L'exemple local Switchyard fournit un puzzle Godot en trois salles, des contrôles automatisés du gameplay, des contrôles de réouverture de sauvegarde, des journaux bruts, un ZIP source et un PCK Godot. Ses captures natives montrent le projet réel en cours d'exécution à deux tailles de viewport. Répéter les commandes documentées constitue un contrôle plus solide que juger le projet sur une simple capture d'écran.

Le projet a utilisé Godot 4.5.1 lors d'un run Codex dont le modèle exact de génération n'a pas été vérifié. Il démontre donc un workflow de moteur local, et non un benchmark Astra. L'export navigateur était bloqué par des templates d'export manquants et le PCK n'est pas un exécutable Windows autonome. Ces limites sont enregistrées avec la source afin que le prochain développeur sache ce qui reste à tester.
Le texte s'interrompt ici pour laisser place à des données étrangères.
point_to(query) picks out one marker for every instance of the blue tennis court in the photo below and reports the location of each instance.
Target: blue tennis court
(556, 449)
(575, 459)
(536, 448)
Rendu Godot natif de Switchyard avec un joueur, les interrupteurs A et B, des portes, des cellules d'énergie et une sortie.
Une véritable capture du moteur local ; la source, les tests et les limites du build accompagnent le prototype.

Fermez la boucle avec un relais vérifiable

Le relais doit nommer le périmètre jouable, l'identité de la source, les versions du moteur et des templates, les instructions de build, les résultats acceptés et les défauts non résolus. Incluez des captures authentiques de l'artefact testé et la provenance des assets livrés. Conservez les tentatives de réparation et les interventions manuelles au lieu de ne présenter qu'un dump de code final généré.

Lorsque la boucle de base est acceptée, ajoutez les assets et la localisation avec leurs propres contrôles d'import et de gameplay avant d'envisager la soumission à une plateforme. Cette présentation repose sur la documentation du moteur ; appliquez-la à votre version installée et conservez les résultats réels. Gardez une courte liste de problèmes non résolus avec des étapes de reproduction afin que la prochaine session démarre depuis le même état connu.

Questions fréquentes

Un import headless est-il un test de gameplay ?

Non. Il exerce l'import des ressources. Les entrées, les visuels, les transitions d'état et la persistance nécessitent leurs propres contrôles observés.

Puis-je utiliser un template d'export comme exécutable de l'éditeur ?

Utilisez un binaire de l'éditeur Godot pour la commande d'export documentée. Les templates d'export sont un prérequis séparé, et non un remplacement de l'éditeur.

Pourquoi le preset d'export ne se résout-il pas ?

Vérifiez que son nom correspond exactement à celui d'export_presets.cfg, espaces compris, et que vous avez sélectionné le répertoire du projet prévu.

Où l'agent doit-il exécuter les commandes ?

Utilisez le chemin explicite du projet détenu et l'exécutable du moteur sélectionné. Évitez de dépendre du répertoire ou du binaire actif par hasard dans un autre terminal.

Quel est le plus petit parcours d'acceptation utile ?

Lancez depuis le titre, exercez l'action principale, terminez une manche, redémarrez puis relancez pour vérifier la persistance. Étendez-le lorsque le jeu ajoute un nouveau comportement.